Step 5: The Landing

The landing was one of the most challenging parts of this project. And this brings in the fact that I'm an artistic person, and not a contractor. 

The floor was old hardwood. There were gaps in between the boards. Some were completely joined together, some had gaps of 3 to 4 mm. Most had gaps of 1to2 mm, and they were all uneven. I saw a website suggesting the use of rope to fill in a space or two in wide-plank hardwood floors, and I decided to make the plan my own.

First, I used a screwdriver and a vacuum to scrape years of crud out of the spaces.

Second, I stained the floor

Third, I cut lengths of cotton twine. For 15 row spaces, I cut eleven 8 ft long pieces, and four 12 ft long pieces. I dipped them into the stain I would use on the wood, and hung them outside on the fence to dry overnight. We were concerned they might get stiff, but they were not stiffened at all in the morning.

Then, I started using the string to fill the gaps. After experimenting, I had the following technique:
    1. In the widest/deepest gaps, I cut a length of twine the length of the deepest part, and laid it in the gap, and pressed it down using the back of a razor blade (I had a blade holder you see in the photo - you could use a screwdriver.) Then I started a length of twine near the wall, with a bit of an overhang (~1cm) tucked into the gap. Then I ran the twine down the gap, pushing it gently into the gap with the blade as I went along. In spaces where the string fell too deeply into the gap, I pulled it out, and pressed another short piece into the gap, then brought the long piece back over it. I was careful not to let the string come up higher than the floorboards.
    2. It wasn't until I was almost to the back wall that I encountered a problem. A couple of boards were very close together, too close for the string, and the adjacent gaps were extra-wide. I had noticed when I was scraping out between the boards that they could wiggle back and forth a little. I used a probe, and very gently tapped at the crack until the board moved. It looked so much more even, and so much better, that I decided to use my string method to fix the floor.
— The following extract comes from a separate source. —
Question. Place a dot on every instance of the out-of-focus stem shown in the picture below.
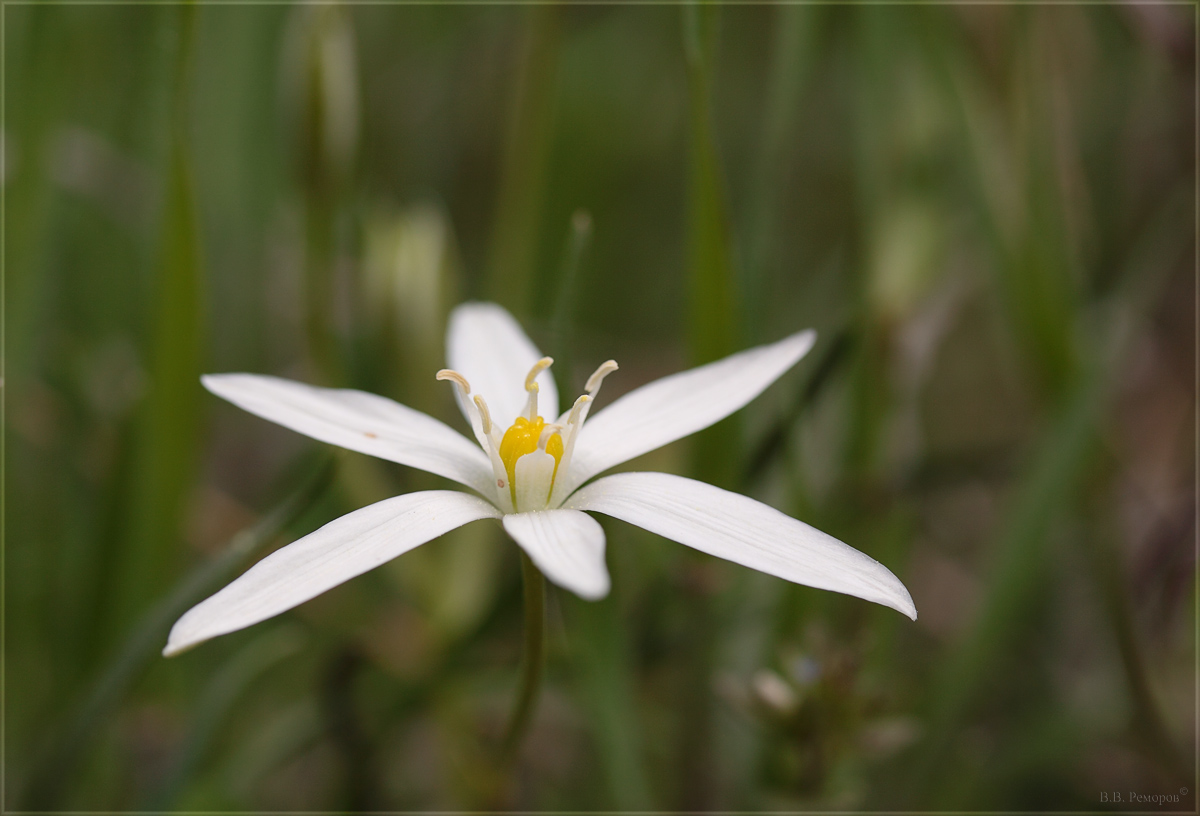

I used the probe to open the boards, then pressed a piece of twine deep into the crack, holding the boards apart. Then I ran the top piece of twine to finish it. The evened gaps were such an improvement that I went back over the floor and repaired a few other sections as well.

In the pictures here, you see the big, uneven gaps in the old floor. Then you see the stained floor with the dyed twine in place. Then you see the polyurethaned, finished floor. The color of the floor and the color of the twine are very similar after being polyed. There are still a couple of small gaps, but I think it looks great. It was a certain charm to it.

It turned out to be a great solution to a problem.